New Delhi: Trade deals can spark a manufacturing renaissance for India, and a consistent, moderately high annual growth rate of 6%-7.5% over an extended period of time without any macroeconomic instability can transform the country, Franziska Ohnsorge, chief economist, South Asia Region, World Bank, said.
Merchandise and service exports offer India significant investment potential and scope to raise their share in gross domestic product (GDP), driven by trade deals as well as artificial intelligence (AI)-led productivity gains in the service sector, Ohnsorge said at a select press interaction on Saturday on the sidelines of the Kautilya Economic Conclave 2025 organized by the Union finance ministry.
Sustained growth at a respectable rate, as India has managed in the past 25 years, can take the country far over a period of time and pull many people out of poverty, she said.
"That is, a consistent 6-7.5% growth annually for years on end without any major crisis. That is a significant achievement, one that India has actually achieved since year 2000. And you can lift a lot of people out of poverty.” “You can go a long way and attain substantial progress by just growing at a respectable rate for two decades. Transitioning then to a higher growth trajectory is a different matter,” Ohnsorge said, indicating the role that favourable global conditions and an element of luck can play on growth trends.
India's economy grew by 6.5% in fiscal year 2025 (FY25), and expanded at 7.8% in the April-June period of the ongoing fiscal year.

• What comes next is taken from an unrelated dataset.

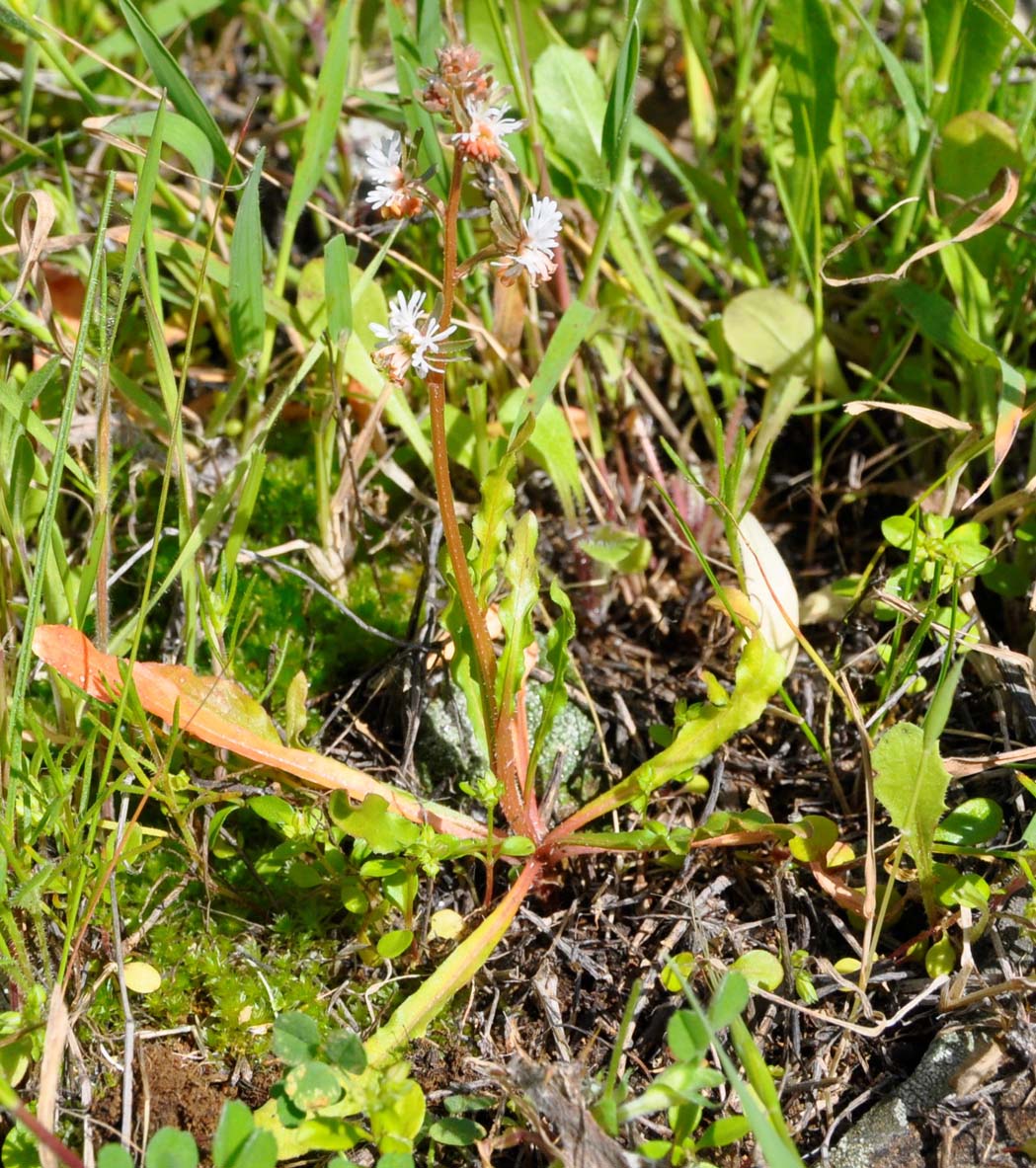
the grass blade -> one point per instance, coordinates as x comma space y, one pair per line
183, 94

In response to a question about the tariff barriers faced by domestic exporters in India's largest export market, the US, she said that trade deals enhance market access.

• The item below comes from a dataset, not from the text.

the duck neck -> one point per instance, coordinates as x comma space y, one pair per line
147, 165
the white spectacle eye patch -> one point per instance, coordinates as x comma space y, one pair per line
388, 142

“That (the US) is one market. But look at the negotiations that have been ongoing on with the EU (European Union). And look at what just happened with the UK trade agreement. That is perhaps the most ambitious trade agreement in a decade. It went well beyond tariffs and covers services exports and has labour mobility provisions. So, the world is big. There is the EU, there is Australia, there is Canada,” said Ohnsorge.
“Even if one trading partner is becoming less accessible, others may become more accessible with these trade agreements.”

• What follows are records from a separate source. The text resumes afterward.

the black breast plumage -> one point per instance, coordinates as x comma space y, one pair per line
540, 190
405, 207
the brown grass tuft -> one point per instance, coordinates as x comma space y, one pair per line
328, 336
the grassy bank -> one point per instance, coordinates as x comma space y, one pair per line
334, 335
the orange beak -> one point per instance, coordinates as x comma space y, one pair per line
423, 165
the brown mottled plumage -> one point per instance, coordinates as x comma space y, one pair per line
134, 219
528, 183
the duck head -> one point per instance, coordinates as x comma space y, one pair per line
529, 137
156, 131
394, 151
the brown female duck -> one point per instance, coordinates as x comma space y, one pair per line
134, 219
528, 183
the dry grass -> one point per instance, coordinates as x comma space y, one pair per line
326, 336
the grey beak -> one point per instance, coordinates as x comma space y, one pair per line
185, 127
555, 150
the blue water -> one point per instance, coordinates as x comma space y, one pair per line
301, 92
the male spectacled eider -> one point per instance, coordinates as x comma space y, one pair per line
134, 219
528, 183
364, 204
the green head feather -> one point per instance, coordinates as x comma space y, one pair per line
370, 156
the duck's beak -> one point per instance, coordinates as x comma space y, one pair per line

Highlighting the potential for scaling up India’s exports, Ohnsorge said that India’s service exports is a success story, but merchandise exports are underperforming. If India addresses relatively high import tariffs on intermediate goods and builds that into trade deals, domestic manufacturing sector will also get a big boost, she said.
In agriculture, one could think of replacing intermediate goods with labour, but that is not possible in manufacturing, said Ohnsorge.
Manufacturing is really hurt by tariffs on intermediate imports, said Ohnsorge.
“If those can be lowered and ideally, embedded in a broader trade agreement that goes well beyond tariffs, you could get a real manufacturing renaissance in India," Ohnsorge said, adding that exports account for a high share in the GDP in the case of Mexico and Vietnam, indicating their high market access.
“For India it is 12% of GDP, as per 2023 data,” Ohnsorge said, referring to the period before India’s deal with the UK.
Including the gains from India’s trade deal signed with the UK in July, and likely deals with Australia, the EU, Canada, and possibly the US, India’s export share could surge to as high as 50% of GDP, she said.
“This is what could truly trigger a renaissance in manufacturing,” she added.
India is currently negotiating with Australia a full-scale comprehensive economic cooperation agreement and is in talks with the EU, Peru, Chile, Oman, Qatar, New Zealand and the US for trade deals.
In case of Canada, the Indian government has announced setting up a high-level officials' team to start the negotiations.